With a large number of distributed generators (DGs) and electrical vehicles (EVs) integrated into the power distribution system, the complexity of distribution system operation is increased, which arises to higher requirements for online reactive power optimization. This paper proposes two methods for online reactive power optimization, a scene-matching method based on Random Matrix (RM) features and a deep learning method based on Deep Belief Network (DBN). Firstly, utilizing the operation and ambient Big Data (BD) of the distribution system, we construct the high-dimension Random Matrices and extract 57 state features for the subsequent scene-matching and DBN training. Secondly, the feature-based scene-matching method is proposed. Furtherly, to effectively deal with the uncertainty of DGs and to avoid the performance deterioration of the scene-matching method under a new unknown scene, the DBN-based model is constructed and trained, with the former features as the inputs and the conventional reactive power control solutions as the outputs.
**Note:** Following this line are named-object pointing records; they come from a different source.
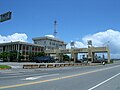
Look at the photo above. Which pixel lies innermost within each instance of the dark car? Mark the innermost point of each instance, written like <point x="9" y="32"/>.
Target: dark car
<point x="44" y="59"/>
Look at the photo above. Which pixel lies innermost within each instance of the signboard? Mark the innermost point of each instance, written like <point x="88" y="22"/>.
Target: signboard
<point x="90" y="42"/>
<point x="5" y="16"/>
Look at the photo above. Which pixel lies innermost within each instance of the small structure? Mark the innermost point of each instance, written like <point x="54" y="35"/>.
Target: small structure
<point x="22" y="48"/>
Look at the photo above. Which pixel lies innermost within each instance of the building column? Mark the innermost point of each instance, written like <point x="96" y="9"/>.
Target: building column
<point x="75" y="57"/>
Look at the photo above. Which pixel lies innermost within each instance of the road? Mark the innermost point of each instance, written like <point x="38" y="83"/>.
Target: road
<point x="101" y="77"/>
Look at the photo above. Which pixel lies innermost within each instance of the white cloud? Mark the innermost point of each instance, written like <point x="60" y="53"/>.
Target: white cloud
<point x="13" y="37"/>
<point x="109" y="37"/>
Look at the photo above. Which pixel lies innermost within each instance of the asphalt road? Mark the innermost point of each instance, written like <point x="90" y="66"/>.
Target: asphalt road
<point x="102" y="77"/>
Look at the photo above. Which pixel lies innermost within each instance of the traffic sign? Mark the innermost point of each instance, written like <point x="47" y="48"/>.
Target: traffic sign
<point x="5" y="16"/>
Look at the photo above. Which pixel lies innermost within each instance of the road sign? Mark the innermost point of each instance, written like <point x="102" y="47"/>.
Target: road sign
<point x="5" y="16"/>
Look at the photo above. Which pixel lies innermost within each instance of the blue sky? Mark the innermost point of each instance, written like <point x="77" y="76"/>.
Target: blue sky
<point x="76" y="18"/>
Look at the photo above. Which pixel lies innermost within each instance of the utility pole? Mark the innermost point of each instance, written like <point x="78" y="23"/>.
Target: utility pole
<point x="55" y="28"/>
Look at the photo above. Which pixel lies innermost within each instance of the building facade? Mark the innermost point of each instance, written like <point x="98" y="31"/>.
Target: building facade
<point x="23" y="48"/>
<point x="50" y="43"/>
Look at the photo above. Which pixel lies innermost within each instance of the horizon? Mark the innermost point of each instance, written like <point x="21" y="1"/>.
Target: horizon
<point x="78" y="21"/>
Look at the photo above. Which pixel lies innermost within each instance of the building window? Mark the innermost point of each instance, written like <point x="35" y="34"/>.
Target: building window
<point x="44" y="42"/>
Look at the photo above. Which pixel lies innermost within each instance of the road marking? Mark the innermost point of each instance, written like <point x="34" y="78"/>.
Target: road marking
<point x="22" y="75"/>
<point x="104" y="82"/>
<point x="54" y="79"/>
<point x="37" y="77"/>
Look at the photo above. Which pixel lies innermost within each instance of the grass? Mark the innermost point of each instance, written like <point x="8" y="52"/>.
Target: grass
<point x="4" y="67"/>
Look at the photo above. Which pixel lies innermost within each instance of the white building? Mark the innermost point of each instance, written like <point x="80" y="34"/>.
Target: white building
<point x="50" y="43"/>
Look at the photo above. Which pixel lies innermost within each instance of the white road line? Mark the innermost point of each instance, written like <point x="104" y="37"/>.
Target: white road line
<point x="21" y="76"/>
<point x="37" y="77"/>
<point x="104" y="82"/>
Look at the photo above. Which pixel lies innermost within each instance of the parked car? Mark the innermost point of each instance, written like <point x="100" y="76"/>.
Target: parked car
<point x="1" y="60"/>
<point x="44" y="59"/>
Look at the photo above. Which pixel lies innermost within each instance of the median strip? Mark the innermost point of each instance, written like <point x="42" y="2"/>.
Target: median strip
<point x="54" y="79"/>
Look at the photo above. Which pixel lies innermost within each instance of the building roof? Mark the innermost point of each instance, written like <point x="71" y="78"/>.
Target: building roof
<point x="19" y="42"/>
<point x="49" y="38"/>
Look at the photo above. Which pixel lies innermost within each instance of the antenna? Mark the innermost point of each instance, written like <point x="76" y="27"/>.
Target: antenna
<point x="55" y="28"/>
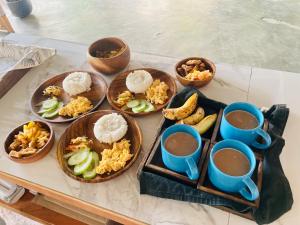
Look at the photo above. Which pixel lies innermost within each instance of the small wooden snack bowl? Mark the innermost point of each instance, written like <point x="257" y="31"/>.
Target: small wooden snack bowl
<point x="118" y="85"/>
<point x="40" y="153"/>
<point x="96" y="95"/>
<point x="113" y="64"/>
<point x="195" y="83"/>
<point x="83" y="126"/>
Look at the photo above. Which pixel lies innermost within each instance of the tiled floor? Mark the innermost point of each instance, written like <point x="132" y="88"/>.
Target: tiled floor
<point x="12" y="218"/>
<point x="254" y="33"/>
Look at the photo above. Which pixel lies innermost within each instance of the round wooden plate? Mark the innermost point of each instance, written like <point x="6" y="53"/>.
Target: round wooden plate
<point x="83" y="126"/>
<point x="40" y="153"/>
<point x="96" y="95"/>
<point x="118" y="85"/>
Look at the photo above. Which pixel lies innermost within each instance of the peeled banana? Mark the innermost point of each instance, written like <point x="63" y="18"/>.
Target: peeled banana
<point x="206" y="123"/>
<point x="194" y="118"/>
<point x="184" y="111"/>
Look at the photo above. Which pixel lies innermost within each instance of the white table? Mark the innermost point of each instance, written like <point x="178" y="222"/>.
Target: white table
<point x="119" y="198"/>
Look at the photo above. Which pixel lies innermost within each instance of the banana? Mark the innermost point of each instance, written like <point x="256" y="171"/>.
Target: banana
<point x="182" y="112"/>
<point x="194" y="118"/>
<point x="206" y="123"/>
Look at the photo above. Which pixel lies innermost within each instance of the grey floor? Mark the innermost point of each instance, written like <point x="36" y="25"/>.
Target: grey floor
<point x="261" y="33"/>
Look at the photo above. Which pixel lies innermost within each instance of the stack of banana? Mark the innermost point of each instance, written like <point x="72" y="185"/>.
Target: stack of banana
<point x="184" y="115"/>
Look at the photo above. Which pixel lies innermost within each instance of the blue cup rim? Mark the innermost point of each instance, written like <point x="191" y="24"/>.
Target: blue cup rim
<point x="261" y="122"/>
<point x="229" y="142"/>
<point x="193" y="130"/>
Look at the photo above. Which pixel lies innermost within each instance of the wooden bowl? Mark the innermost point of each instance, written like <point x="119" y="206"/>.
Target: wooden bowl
<point x="84" y="127"/>
<point x="195" y="83"/>
<point x="118" y="85"/>
<point x="96" y="95"/>
<point x="113" y="64"/>
<point x="40" y="153"/>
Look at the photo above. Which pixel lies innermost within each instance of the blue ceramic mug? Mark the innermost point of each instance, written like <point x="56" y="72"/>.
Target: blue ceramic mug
<point x="182" y="164"/>
<point x="235" y="184"/>
<point x="249" y="136"/>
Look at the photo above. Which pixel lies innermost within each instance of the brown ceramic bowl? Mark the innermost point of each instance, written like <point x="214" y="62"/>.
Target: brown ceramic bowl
<point x="83" y="126"/>
<point x="113" y="64"/>
<point x="118" y="85"/>
<point x="40" y="153"/>
<point x="96" y="95"/>
<point x="196" y="83"/>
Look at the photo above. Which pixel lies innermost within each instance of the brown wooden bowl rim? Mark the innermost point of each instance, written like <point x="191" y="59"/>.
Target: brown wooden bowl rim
<point x="33" y="156"/>
<point x="126" y="47"/>
<point x="117" y="173"/>
<point x="211" y="64"/>
<point x="73" y="118"/>
<point x="111" y="103"/>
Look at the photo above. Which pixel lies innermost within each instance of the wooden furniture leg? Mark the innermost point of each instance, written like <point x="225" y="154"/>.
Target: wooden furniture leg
<point x="4" y="22"/>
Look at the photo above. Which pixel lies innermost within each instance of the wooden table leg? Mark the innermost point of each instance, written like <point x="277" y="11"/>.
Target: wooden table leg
<point x="4" y="22"/>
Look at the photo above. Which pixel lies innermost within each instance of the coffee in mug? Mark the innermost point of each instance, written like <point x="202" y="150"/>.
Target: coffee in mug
<point x="244" y="122"/>
<point x="232" y="162"/>
<point x="242" y="119"/>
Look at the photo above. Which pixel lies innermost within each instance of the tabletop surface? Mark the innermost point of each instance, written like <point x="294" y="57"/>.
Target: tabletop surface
<point x="121" y="195"/>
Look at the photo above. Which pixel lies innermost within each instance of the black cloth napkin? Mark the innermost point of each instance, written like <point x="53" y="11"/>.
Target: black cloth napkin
<point x="276" y="196"/>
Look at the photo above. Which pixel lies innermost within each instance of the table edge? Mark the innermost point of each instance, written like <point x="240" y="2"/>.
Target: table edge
<point x="67" y="199"/>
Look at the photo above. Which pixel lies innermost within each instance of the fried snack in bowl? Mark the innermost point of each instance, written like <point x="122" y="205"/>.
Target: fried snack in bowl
<point x="114" y="159"/>
<point x="79" y="143"/>
<point x="76" y="107"/>
<point x="123" y="98"/>
<point x="195" y="71"/>
<point x="53" y="91"/>
<point x="157" y="93"/>
<point x="29" y="142"/>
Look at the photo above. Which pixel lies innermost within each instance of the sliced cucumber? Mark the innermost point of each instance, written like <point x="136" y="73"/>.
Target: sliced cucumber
<point x="149" y="107"/>
<point x="95" y="159"/>
<point x="78" y="157"/>
<point x="53" y="113"/>
<point x="50" y="103"/>
<point x="140" y="108"/>
<point x="133" y="103"/>
<point x="90" y="174"/>
<point x="68" y="155"/>
<point x="84" y="166"/>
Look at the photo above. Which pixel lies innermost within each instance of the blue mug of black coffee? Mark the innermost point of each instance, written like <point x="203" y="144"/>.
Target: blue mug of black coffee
<point x="231" y="165"/>
<point x="181" y="149"/>
<point x="243" y="121"/>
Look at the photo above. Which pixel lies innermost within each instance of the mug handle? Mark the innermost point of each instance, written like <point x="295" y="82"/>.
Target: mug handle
<point x="192" y="171"/>
<point x="250" y="192"/>
<point x="266" y="138"/>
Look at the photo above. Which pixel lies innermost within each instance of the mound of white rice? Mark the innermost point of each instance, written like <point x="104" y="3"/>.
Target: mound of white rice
<point x="138" y="81"/>
<point x="110" y="128"/>
<point x="77" y="82"/>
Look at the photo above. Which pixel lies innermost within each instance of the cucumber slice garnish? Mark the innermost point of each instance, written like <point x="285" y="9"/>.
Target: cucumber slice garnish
<point x="149" y="107"/>
<point x="90" y="174"/>
<point x="84" y="166"/>
<point x="53" y="113"/>
<point x="95" y="159"/>
<point x="50" y="103"/>
<point x="68" y="155"/>
<point x="133" y="103"/>
<point x="140" y="108"/>
<point x="78" y="157"/>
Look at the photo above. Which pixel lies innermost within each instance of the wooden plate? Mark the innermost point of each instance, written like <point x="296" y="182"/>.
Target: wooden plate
<point x="83" y="126"/>
<point x="96" y="95"/>
<point x="118" y="85"/>
<point x="40" y="153"/>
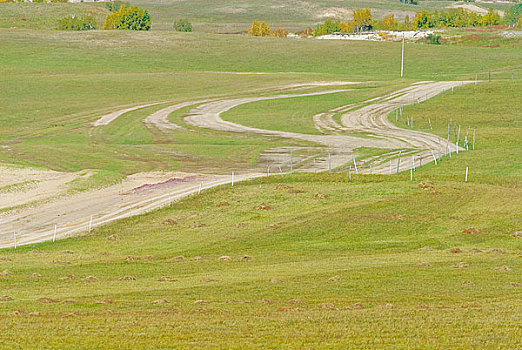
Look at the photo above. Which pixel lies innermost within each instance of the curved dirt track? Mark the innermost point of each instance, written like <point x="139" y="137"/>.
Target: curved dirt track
<point x="369" y="119"/>
<point x="72" y="214"/>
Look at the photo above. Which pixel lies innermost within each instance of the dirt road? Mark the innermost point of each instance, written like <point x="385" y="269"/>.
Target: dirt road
<point x="140" y="193"/>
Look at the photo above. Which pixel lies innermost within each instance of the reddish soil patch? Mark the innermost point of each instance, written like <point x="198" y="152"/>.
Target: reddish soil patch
<point x="471" y="231"/>
<point x="263" y="207"/>
<point x="47" y="301"/>
<point x="147" y="188"/>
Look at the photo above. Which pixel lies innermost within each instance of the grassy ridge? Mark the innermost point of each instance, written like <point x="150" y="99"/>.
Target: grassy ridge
<point x="366" y="233"/>
<point x="221" y="15"/>
<point x="58" y="83"/>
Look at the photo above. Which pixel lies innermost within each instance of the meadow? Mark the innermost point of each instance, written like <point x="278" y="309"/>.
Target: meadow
<point x="57" y="83"/>
<point x="376" y="262"/>
<point x="302" y="261"/>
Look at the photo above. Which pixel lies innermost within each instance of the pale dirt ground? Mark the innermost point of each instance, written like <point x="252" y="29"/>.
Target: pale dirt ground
<point x="43" y="202"/>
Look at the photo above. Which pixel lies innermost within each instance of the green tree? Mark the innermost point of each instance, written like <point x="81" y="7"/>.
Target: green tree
<point x="132" y="18"/>
<point x="512" y="14"/>
<point x="330" y="26"/>
<point x="423" y="20"/>
<point x="491" y="18"/>
<point x="77" y="23"/>
<point x="182" y="25"/>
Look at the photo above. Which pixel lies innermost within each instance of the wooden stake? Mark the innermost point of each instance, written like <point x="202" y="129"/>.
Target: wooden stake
<point x="399" y="162"/>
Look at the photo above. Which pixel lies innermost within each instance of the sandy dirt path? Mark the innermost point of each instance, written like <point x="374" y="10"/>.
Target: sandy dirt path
<point x="138" y="194"/>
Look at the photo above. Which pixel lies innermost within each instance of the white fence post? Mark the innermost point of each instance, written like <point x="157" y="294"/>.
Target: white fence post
<point x="399" y="162"/>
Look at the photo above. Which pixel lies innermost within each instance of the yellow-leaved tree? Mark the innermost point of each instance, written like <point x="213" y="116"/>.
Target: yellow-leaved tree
<point x="259" y="28"/>
<point x="362" y="19"/>
<point x="390" y="23"/>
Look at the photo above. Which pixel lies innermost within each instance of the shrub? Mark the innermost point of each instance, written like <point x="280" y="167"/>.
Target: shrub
<point x="259" y="28"/>
<point x="76" y="23"/>
<point x="280" y="33"/>
<point x="307" y="32"/>
<point x="132" y="18"/>
<point x="182" y="25"/>
<point x="113" y="6"/>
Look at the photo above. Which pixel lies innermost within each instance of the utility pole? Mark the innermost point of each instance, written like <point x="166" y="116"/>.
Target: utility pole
<point x="402" y="58"/>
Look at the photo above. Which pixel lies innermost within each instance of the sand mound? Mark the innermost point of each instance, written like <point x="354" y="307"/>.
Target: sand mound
<point x="127" y="278"/>
<point x="68" y="277"/>
<point x="113" y="238"/>
<point x="104" y="301"/>
<point x="326" y="306"/>
<point x="47" y="301"/>
<point x="263" y="207"/>
<point x="425" y="249"/>
<point x="461" y="265"/>
<point x="295" y="301"/>
<point x="503" y="268"/>
<point x="334" y="279"/>
<point x="167" y="279"/>
<point x="169" y="222"/>
<point x="355" y="306"/>
<point x="161" y="301"/>
<point x="89" y="279"/>
<point x="471" y="231"/>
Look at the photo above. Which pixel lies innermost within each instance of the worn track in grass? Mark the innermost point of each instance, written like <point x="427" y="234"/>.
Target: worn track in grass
<point x="370" y="117"/>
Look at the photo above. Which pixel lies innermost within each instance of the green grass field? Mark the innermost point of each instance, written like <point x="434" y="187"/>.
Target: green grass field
<point x="316" y="261"/>
<point x="57" y="83"/>
<point x="343" y="271"/>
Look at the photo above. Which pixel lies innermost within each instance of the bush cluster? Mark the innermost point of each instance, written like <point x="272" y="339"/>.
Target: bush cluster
<point x="128" y="18"/>
<point x="77" y="23"/>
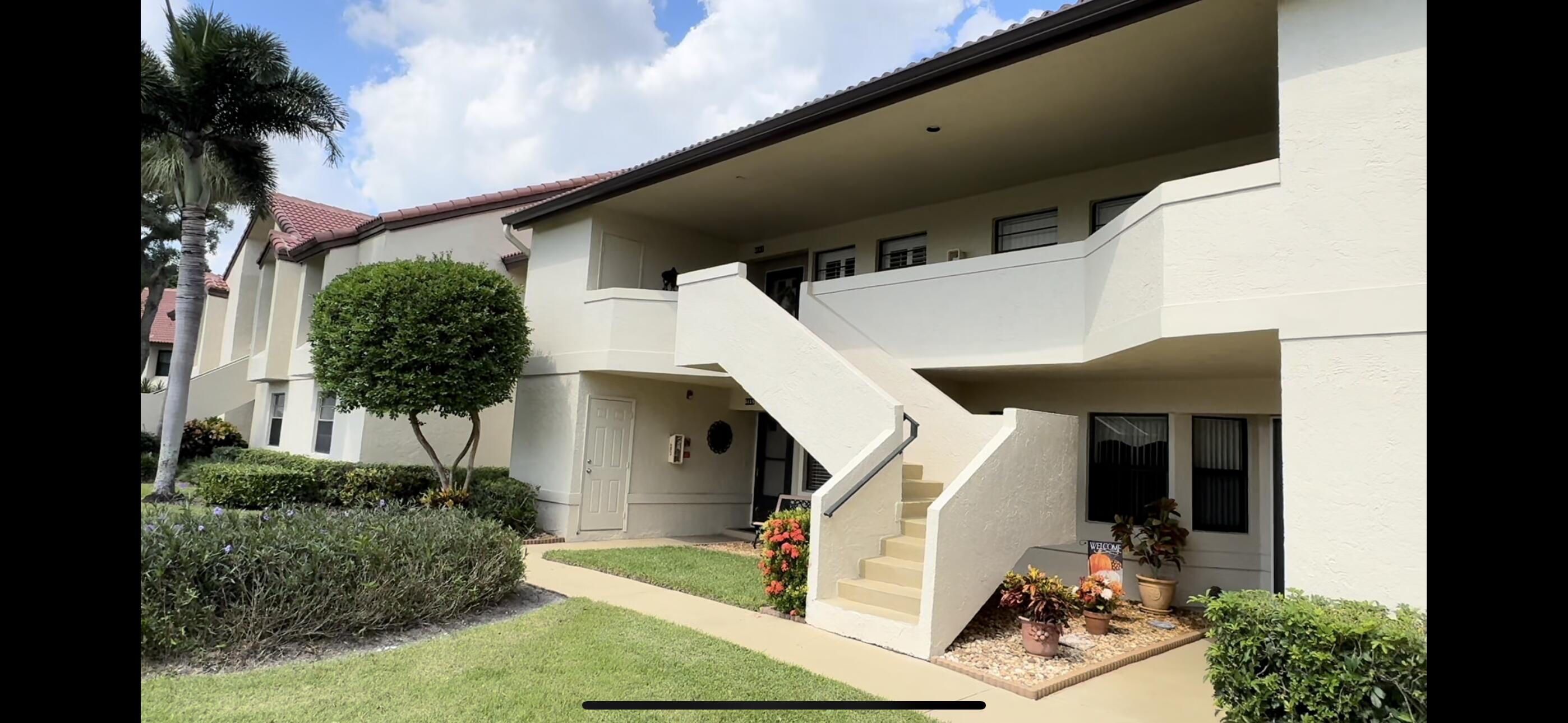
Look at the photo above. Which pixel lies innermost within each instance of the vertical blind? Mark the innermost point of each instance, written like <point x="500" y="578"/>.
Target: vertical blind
<point x="1219" y="474"/>
<point x="1129" y="465"/>
<point x="903" y="252"/>
<point x="275" y="430"/>
<point x="1027" y="231"/>
<point x="324" y="423"/>
<point x="834" y="264"/>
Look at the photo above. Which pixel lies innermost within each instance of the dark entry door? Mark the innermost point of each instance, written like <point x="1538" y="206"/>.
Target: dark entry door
<point x="775" y="458"/>
<point x="1279" y="496"/>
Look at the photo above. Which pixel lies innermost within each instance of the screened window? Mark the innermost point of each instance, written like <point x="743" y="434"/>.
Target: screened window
<point x="834" y="264"/>
<point x="816" y="474"/>
<point x="1027" y="231"/>
<point x="1128" y="465"/>
<point x="1219" y="474"/>
<point x="903" y="252"/>
<point x="275" y="425"/>
<point x="1106" y="211"/>
<point x="325" y="410"/>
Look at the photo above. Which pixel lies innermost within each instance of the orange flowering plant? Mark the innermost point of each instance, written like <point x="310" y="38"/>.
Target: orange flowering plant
<point x="786" y="549"/>
<point x="1098" y="595"/>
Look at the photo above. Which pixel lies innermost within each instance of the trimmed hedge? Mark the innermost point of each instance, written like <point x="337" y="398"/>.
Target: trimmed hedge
<point x="201" y="437"/>
<point x="1315" y="659"/>
<point x="242" y="584"/>
<point x="255" y="485"/>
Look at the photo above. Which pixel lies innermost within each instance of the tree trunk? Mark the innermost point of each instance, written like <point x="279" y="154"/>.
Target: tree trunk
<point x="442" y="476"/>
<point x="150" y="314"/>
<point x="474" y="451"/>
<point x="188" y="302"/>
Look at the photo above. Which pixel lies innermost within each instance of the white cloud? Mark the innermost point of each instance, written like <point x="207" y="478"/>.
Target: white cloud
<point x="493" y="95"/>
<point x="985" y="21"/>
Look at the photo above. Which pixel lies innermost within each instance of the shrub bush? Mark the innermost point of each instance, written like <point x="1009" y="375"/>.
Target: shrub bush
<point x="204" y="435"/>
<point x="255" y="485"/>
<point x="1315" y="659"/>
<point x="497" y="496"/>
<point x="785" y="557"/>
<point x="243" y="584"/>
<point x="369" y="485"/>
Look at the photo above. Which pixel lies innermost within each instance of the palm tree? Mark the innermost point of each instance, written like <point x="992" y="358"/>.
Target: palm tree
<point x="220" y="93"/>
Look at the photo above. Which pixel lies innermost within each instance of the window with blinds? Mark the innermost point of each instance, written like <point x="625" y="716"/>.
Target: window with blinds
<point x="1128" y="465"/>
<point x="816" y="474"/>
<point x="1109" y="209"/>
<point x="903" y="252"/>
<point x="325" y="411"/>
<point x="834" y="264"/>
<point x="1027" y="231"/>
<point x="275" y="424"/>
<point x="1219" y="474"/>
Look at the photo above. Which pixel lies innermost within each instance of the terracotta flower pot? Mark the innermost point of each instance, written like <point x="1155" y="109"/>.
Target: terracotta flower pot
<point x="1157" y="595"/>
<point x="1040" y="639"/>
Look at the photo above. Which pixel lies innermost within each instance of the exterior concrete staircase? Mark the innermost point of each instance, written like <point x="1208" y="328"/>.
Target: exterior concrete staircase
<point x="889" y="584"/>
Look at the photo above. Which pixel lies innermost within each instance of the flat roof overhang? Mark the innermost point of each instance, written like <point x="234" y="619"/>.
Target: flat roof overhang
<point x="1100" y="84"/>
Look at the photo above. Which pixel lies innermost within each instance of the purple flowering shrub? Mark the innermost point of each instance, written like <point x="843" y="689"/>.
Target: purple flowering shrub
<point x="217" y="582"/>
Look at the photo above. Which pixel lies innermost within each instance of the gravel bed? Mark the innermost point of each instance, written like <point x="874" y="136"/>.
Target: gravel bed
<point x="991" y="643"/>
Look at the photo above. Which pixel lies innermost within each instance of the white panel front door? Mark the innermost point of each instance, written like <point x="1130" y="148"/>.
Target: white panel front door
<point x="607" y="463"/>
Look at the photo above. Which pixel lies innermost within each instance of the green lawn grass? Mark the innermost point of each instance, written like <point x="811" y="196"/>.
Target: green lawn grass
<point x="712" y="574"/>
<point x="538" y="667"/>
This DBN model can learn the nonlinear complicated relationship between the system features and the reactive power control solutions. Finally, the comprehensive case studies have been conducted on the modified IEEE-37 nodes active distribution system, and the performances of the proposed two methods are compared with the conventional method. The results show that the DBN-based method possesses the better performance than the others, and it can reduce the network losses and node voltage deviations obviously, even under the new unknown and unmatched scenes. It does not depend on the distribution system model and parameters anymore and can provide online decision-making more quickly. The discussions of the two methods under different DG penetrations and the historical data volume were given, verifying the adaptability, robustness and generalization ability of the DBN-based method.

Suggested Citation

  • Junyong Wu & Chen Shi & Meiyang Shao & Ran An & Xiaowen Zhu & Xing Huang & Rong Cai, 2019. "Reactive Power Optimization of a Distribution System Based on Scene Matching and Deep Belief Network," Energies, MDPI, vol. 12(17), pages 1-24, August.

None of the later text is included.